To cure meat or fish correctly and within food safely guidelines, it is extremely important to use the proper amount of Prague Powder #2. As a curing agent, Prague Powder #2 serves to inhibit bacteria growth and helps to maintain meat flavor and appearance. Too much or too little Pink Curing Salt can adversely affect health, taste, and food quality. Overall it is recommended that you use one ounce of Prague Powder #2 to twenty-five pounds of meat or fish.
Directions Use 1 oz. of cure for 25 lbs. of meat or 1 level teaspoon of cure for 5 lbs. of meat. Mix cure with cold water.
Prague is used to: Prevent the possibility of botulism in the meat, to slightly aid in preservation, to improve the flavor of the finished product, to render the finished cooked product pink in color (If you don't use a cure, your meat will be grey).
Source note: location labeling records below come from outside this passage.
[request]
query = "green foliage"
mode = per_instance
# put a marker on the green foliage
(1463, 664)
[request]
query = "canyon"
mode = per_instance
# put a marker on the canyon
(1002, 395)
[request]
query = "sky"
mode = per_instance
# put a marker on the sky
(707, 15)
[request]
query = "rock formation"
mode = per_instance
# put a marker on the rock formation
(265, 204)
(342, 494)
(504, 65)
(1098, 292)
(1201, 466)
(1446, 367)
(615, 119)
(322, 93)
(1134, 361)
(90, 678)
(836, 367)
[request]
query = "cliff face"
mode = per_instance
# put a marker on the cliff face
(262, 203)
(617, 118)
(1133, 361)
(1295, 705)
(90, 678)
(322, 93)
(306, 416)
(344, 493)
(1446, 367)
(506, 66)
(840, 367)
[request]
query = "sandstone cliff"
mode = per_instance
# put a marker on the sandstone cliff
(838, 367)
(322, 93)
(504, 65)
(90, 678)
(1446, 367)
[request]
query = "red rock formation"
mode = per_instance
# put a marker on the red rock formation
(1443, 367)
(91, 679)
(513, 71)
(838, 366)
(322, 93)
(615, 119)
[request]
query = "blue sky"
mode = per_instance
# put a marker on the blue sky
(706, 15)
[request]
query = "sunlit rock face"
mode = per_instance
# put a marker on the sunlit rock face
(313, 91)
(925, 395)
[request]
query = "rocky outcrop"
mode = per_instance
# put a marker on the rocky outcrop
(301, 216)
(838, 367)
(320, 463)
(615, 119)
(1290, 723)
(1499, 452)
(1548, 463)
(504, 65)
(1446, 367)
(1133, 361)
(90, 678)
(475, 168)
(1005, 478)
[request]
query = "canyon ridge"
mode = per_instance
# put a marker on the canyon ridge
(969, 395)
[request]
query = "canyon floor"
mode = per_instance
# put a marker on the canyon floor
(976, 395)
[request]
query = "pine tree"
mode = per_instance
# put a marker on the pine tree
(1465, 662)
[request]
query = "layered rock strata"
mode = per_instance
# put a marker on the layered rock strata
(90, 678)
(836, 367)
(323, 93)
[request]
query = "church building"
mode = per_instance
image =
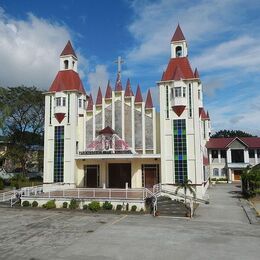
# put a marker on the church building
(119, 140)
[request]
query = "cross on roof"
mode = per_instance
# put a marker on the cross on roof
(119, 61)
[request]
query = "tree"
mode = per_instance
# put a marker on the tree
(186, 186)
(231, 133)
(21, 121)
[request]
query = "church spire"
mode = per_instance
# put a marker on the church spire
(179, 46)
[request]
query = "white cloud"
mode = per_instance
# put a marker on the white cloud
(30, 49)
(98, 78)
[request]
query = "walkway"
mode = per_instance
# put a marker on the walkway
(224, 205)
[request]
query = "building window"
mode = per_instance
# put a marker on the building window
(58, 153)
(66, 64)
(68, 118)
(214, 154)
(190, 101)
(58, 102)
(177, 92)
(180, 150)
(167, 102)
(50, 109)
(224, 172)
(184, 91)
(251, 153)
(223, 153)
(178, 51)
(215, 172)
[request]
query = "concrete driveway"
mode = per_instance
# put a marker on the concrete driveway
(219, 231)
(224, 205)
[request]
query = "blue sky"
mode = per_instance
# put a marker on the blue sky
(223, 38)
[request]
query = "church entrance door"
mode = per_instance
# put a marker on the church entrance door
(119, 174)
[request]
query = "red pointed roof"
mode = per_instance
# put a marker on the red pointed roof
(90, 103)
(108, 91)
(149, 101)
(138, 95)
(196, 74)
(99, 97)
(222, 143)
(128, 89)
(68, 50)
(184, 69)
(67, 80)
(178, 35)
(118, 86)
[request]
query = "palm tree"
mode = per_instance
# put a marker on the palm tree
(186, 186)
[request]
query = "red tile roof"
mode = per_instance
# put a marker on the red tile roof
(178, 68)
(138, 95)
(178, 35)
(99, 97)
(68, 50)
(108, 91)
(118, 86)
(128, 89)
(223, 143)
(67, 80)
(149, 101)
(90, 103)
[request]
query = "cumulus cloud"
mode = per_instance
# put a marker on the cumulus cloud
(98, 78)
(30, 49)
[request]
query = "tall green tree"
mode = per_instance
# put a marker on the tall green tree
(231, 133)
(21, 121)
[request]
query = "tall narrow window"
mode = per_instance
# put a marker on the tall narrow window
(50, 108)
(177, 91)
(167, 102)
(180, 150)
(68, 109)
(184, 91)
(190, 101)
(58, 153)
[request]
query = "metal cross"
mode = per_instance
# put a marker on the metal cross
(119, 61)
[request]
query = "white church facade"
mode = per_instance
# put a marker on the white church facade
(119, 140)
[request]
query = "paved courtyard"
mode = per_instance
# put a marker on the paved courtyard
(220, 230)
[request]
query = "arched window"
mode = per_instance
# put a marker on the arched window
(215, 172)
(178, 51)
(66, 64)
(224, 172)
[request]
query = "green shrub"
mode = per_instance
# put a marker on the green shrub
(94, 206)
(1, 184)
(34, 204)
(26, 203)
(73, 204)
(107, 205)
(51, 204)
(133, 208)
(119, 207)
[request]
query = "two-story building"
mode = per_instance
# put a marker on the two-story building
(228, 157)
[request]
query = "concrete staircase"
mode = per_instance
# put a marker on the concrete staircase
(168, 207)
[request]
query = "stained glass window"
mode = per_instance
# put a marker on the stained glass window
(58, 153)
(180, 150)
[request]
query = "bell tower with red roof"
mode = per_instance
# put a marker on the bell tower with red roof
(179, 46)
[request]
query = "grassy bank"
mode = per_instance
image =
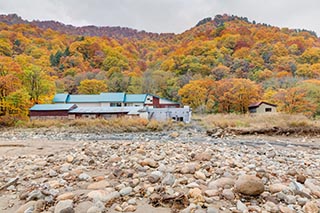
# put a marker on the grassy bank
(102, 125)
(269, 124)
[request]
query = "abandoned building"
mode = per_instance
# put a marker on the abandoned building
(51, 111)
(115, 100)
(262, 107)
(111, 105)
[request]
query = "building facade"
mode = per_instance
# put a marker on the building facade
(111, 105)
(262, 107)
(116, 100)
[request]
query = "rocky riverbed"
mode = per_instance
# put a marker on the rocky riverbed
(61, 172)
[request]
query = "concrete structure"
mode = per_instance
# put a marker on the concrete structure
(110, 105)
(262, 107)
(51, 111)
(104, 112)
(163, 114)
(115, 100)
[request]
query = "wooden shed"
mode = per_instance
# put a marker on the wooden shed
(262, 107)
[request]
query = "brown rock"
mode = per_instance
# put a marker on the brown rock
(66, 196)
(196, 194)
(221, 183)
(149, 162)
(69, 159)
(99, 185)
(249, 185)
(24, 207)
(277, 187)
(204, 156)
(301, 178)
(129, 208)
(211, 193)
(310, 207)
(284, 209)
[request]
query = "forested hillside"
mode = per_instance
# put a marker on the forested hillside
(220, 65)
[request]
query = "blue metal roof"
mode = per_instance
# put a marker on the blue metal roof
(51, 107)
(60, 98)
(106, 110)
(113, 97)
(135, 98)
(84, 99)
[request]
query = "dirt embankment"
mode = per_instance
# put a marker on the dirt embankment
(271, 131)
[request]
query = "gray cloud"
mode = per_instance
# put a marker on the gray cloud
(165, 15)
Contains 1 lb of Prague Powder No.2 (#2) Pink Curing Salt Also referred to as Tinted Cure or Pink Curing Salt. A critical component in the meat curing and sausage making process.
Difference between Prague #1 and #2:
Prague powder #1 (aka Cure #1)
Prague powder #1 is 1 part (6.25%) sodium nitrite to 15 parts (93.75%) salt, plus anti-caking elements.
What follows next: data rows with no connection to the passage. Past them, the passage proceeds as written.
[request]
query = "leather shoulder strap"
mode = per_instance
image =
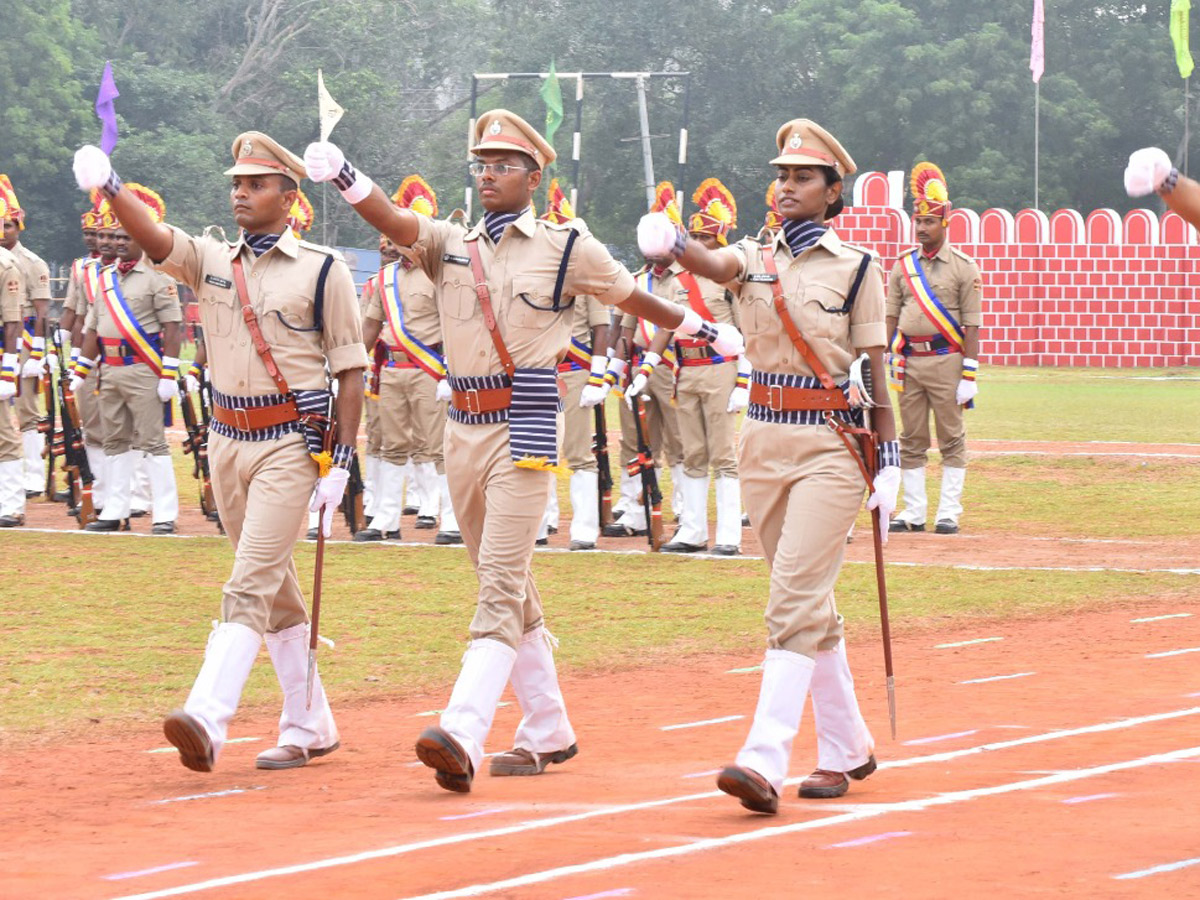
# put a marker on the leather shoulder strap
(821, 372)
(485, 303)
(256, 333)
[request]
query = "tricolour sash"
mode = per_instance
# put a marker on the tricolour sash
(928, 301)
(126, 322)
(425, 357)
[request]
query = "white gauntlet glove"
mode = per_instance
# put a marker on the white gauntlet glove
(657, 235)
(1146, 172)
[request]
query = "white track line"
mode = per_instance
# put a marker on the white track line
(1157, 869)
(558, 821)
(943, 799)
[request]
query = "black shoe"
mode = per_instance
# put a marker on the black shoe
(106, 525)
(682, 547)
(618, 529)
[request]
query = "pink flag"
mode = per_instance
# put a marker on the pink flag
(1038, 47)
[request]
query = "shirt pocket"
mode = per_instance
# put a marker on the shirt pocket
(822, 313)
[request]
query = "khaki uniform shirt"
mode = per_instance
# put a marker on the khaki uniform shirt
(282, 286)
(957, 282)
(815, 288)
(153, 298)
(418, 305)
(37, 277)
(12, 289)
(521, 274)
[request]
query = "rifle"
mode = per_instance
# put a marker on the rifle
(197, 444)
(47, 425)
(79, 477)
(600, 448)
(643, 466)
(352, 501)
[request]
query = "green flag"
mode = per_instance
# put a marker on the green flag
(1180, 10)
(552, 95)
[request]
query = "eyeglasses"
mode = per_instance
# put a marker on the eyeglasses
(497, 168)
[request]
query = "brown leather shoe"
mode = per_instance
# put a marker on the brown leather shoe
(520, 761)
(187, 736)
(750, 787)
(438, 750)
(289, 756)
(825, 785)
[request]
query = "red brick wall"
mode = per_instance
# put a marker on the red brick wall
(1104, 292)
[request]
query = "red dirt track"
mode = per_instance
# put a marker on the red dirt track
(76, 813)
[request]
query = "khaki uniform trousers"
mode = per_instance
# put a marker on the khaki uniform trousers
(499, 508)
(131, 411)
(262, 489)
(88, 405)
(929, 387)
(412, 420)
(579, 424)
(11, 447)
(802, 490)
(707, 430)
(661, 421)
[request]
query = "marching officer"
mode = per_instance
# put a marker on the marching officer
(37, 301)
(934, 317)
(402, 313)
(504, 299)
(133, 330)
(809, 305)
(583, 365)
(276, 312)
(711, 390)
(12, 461)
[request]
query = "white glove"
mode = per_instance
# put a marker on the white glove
(323, 161)
(1146, 171)
(965, 391)
(657, 235)
(883, 496)
(168, 389)
(328, 493)
(593, 395)
(91, 167)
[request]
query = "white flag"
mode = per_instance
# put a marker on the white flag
(329, 111)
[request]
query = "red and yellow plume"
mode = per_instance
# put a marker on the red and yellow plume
(300, 216)
(774, 220)
(665, 201)
(153, 201)
(559, 210)
(930, 196)
(414, 193)
(11, 204)
(718, 210)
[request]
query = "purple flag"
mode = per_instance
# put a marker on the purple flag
(106, 109)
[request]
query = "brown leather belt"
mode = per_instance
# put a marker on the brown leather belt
(484, 400)
(257, 418)
(780, 399)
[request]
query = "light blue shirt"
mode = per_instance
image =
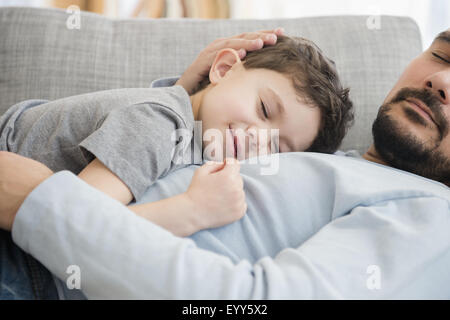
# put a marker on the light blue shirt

It is used for all curing other than dry.
You use 1 teaspoon for 5 pounds (2 kg) of meat, or 100g per 100 pounds (45 kg), and mix it with cold water to use.
Prague powder #2 (Cure #2)
Per pound (16 oz) (450g) of Prague powder #2, there is 1 oz (6.25%) sodium nitrite, .64 oz (4%) sodium nitrate, 14.36 oz (89.75 %) salt, and anti-caking elements.
It is mostly for dry curing (e.g. products that require no cooking, refrigeration or smoking.) These meat products typically take a longer time to cure.
You mix with cold water to use, using 1 teaspoon for 5 pounds (2 kg) of meat, or 100g per 100 pounds (45 kg.)
Certain strains of micrococcus bacteria ferment the nitrate in Prague Powder #2, converting it to nitrite.
Prague Powder #2 lasts longer in food, because while the nitrite turns into nitric oxide and dissipates, the nitrate instead has to first break down into nitrites before it can dissipate as nitric oxide, thus you have a preservative present for longer.